The U.S. Public Health Service recommends that all patients be screened for tobacco use, advised to quit, and offered intervention (4). The Agency for Healthcare Research and Quality (AHRQ) (5) recommends that hospitalized smokers be provided with all effective cessation treatments, including nicotine replacement therapy when appropriate. The goals of nicotine replacement therapy are to reduce discomfort, maximize compliance with a hospital's no smoking policy, and minimize some of the undesirable adrenergic effects that are associated with nicotine withdrawal. For smokers with comorbid psychiatric conditions, the AHRQ recommends offering cessation treatments that have been shown to be effective in the general population, including skill training, pharmacotherapy, and clinical support (5). Given the complicated relationship between mental illness and smoking, integration of cessation efforts into psychiatric care is recommended (6,7,8). The American Psychiatric Association (APA) recommends that psychiatrists assess the smoking status of all patients, including readiness to quit, level of nicotine dependence, and previous quitting history (6). Clinicians are encouraged to use this information to provide explicit advice to motivate patients to stop smoking. Additionally, management of nicotine withdrawal is identified as a goal in and of itself, especially for patients who are hospitalized on smoke-free wards.
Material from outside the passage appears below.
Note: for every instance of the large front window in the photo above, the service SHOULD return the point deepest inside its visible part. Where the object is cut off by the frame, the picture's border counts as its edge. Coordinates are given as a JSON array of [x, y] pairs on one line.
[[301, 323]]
An extensive body of literature has documented the effectiveness of behavioral and pharmacologic treatments that are delivered in inpatient hospital settings (9). However, psychiatric patients have been largely excluded from these trials. Smoking rates among psychiatric patients tend to be two to four times the rate for the general population (10). Psychiatric patients also are more likely to be heavy smokers. As a group, individuals with psychiatric disorders are estimated to account for 44 percent of the U.S. tobacco market (11), yet they are among the least studied in clinical trials.
Persons with mental illness have been identified as a priority population for research aimed at eliminating tobacco-related health disparities. Research needs include the study of health care systems for the delivery of nicotine dependence treatment and methods for improving treatment access (4,6,12,13,14). Our study examined rates of smoking among psychiatric inpatients, explored evidence of nicotine withdrawal on a smoke-free inpatient psychiatric unit, examined treatment of tobacco dependence in the inpatient psychiatric setting, and identified treatment practices that might be targeted to improve outcomes among psychiatric inpatients who smoke.
The sample was drawn from an adult inpatient psychiatric service in a teaching hospital in San Francisco. The 22-bed acute psychiatric service followed a biopsychosocial approach in the treatment of adults aged 18 years and older with severe behavioral and emotional disturbances. Patient evaluation, treatment planning, and treatment delivery were conducted by multidisciplinary teams. In 1988 the hospital instituted a 100 percent smoke-free policy. Charts of patients who were admitted to the unit from November 1998—when patient smoking status was added to the inpatient intake form—to December 2001 were randomly selected. During this time frame, 2,053 patients were admitted to the unit. By using a computerized random sampling program, 250 charts were selected for our study. Six of these charts were excluded: three charts could not be located, two charts had information on patients who were part of a previous research protocol, and one chart had information on a patient who was treated by one of the study investigators. Six additional charts were randomly selected to form a final sample of 250. For charts that indicated multiple hospitalizations, only the most recent admission was reviewed.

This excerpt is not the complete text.